ALBUQUERQUE, N.M. — Public Service Co. of New Mexico and intervening parties in the utility’s latest rate case are bickering over attorney fees.
PNM says it doesn’t want to reveal details, such as the hourly rates it pays, so it can maintain a competitive advantage when negotiating legal fees in the future. But opposing parties say if customers have to pay the bill, they should be able to review the costs to determine if they’re reasonable.
PNM requested in late March that Ashley Schannauer, the Public Regulation Commission hearing examiner assigned to the rate case, allow attorney fee information to be withheld from all intervening parties, except for PRC staff and the Attorney General’s office.
The utility has already provided the total amount PNM is paying its attorneys, which would be recovered from customers through new rates.
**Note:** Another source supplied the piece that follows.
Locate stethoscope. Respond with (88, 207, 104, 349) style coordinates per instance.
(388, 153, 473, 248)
But to reveal more specific information about individual agreements could provide some parties with unintended competitive advantages, said PNM spokesman Pahl Shipley.
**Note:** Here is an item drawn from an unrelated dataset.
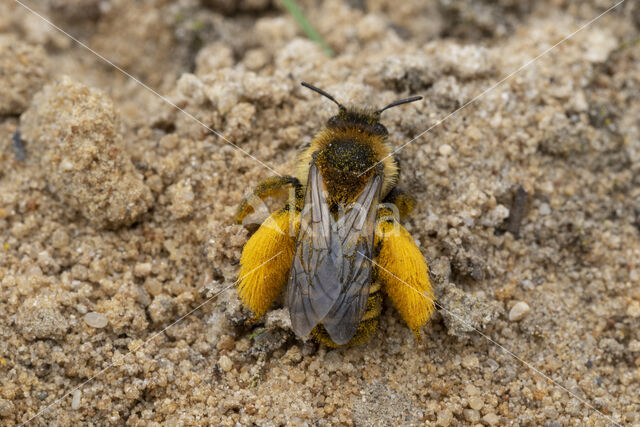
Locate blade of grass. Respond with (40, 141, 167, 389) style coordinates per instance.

“That can have a chilling effect on the willingness of the contractors who negotiate with the company to offer favorable pricing in the future,” Shipley told the Journal in an email.
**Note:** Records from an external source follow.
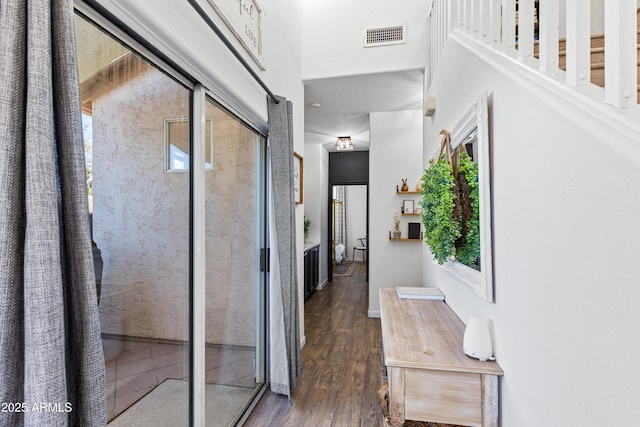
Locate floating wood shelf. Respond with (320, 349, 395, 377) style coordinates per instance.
(396, 191, 420, 194)
(401, 213, 420, 216)
(389, 237, 422, 242)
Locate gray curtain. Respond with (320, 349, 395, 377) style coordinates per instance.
(0, 1, 106, 425)
(267, 95, 301, 398)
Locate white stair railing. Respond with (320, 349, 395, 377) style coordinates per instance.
(565, 0, 591, 87)
(605, 0, 638, 108)
(517, 0, 536, 64)
(538, 0, 559, 75)
(428, 0, 639, 110)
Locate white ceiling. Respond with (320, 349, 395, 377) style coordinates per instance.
(303, 69, 425, 152)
New Mexico Industrial Energy Consumers, the environmental group Western Resource Advocates, and the Coalition for Clean Affordable Energy filed counter briefs opposing PNM’s request.
“PNM is always trying to keep information secret that they think gives them a competitive advantage or disadvantage, and sometimes that’s legitimate because there are trade secrets,” said the Industrial Energy Consumers general counsel, Peter Gould. “But the notion that ratepayers should fully pay for PNM’s attorney fees without even being able to look at it is nonsense… The effort to keep everything secret in this case is just offensive, almost laughable.”
Western Resource attorney Steve Michel said PNM’s argument runs counter to market logic.
“PNM’s confidentiality claims are exactly backward from an economic standpoint,” Michel said. “The notion that revealing information will somehow evolve into higher prices is bogus, because competitive markets require as much information as possible to be competitive. If you disguise or hide information, you end up with higher, not lower, prices.”
In any case, all parties have already signed confidentiality agreements to review information in the rate case, Michel said.
Public hearings in the case are scheduled to begin in June. PNM is seeking an overall average rate increase of 14 percent to recover $99.2 million for costs incurred in shutting down two of four units at the coal-fired San Juan Generating Station near Farmington, and for new capital investments in the electric grid, among other things.
If approved by the PRC, average residential customers would pay about $10 more on their monthly utility bills. PNM proposes to buffer the impact by imposing half the increase in 2018, and the remainder in 2019.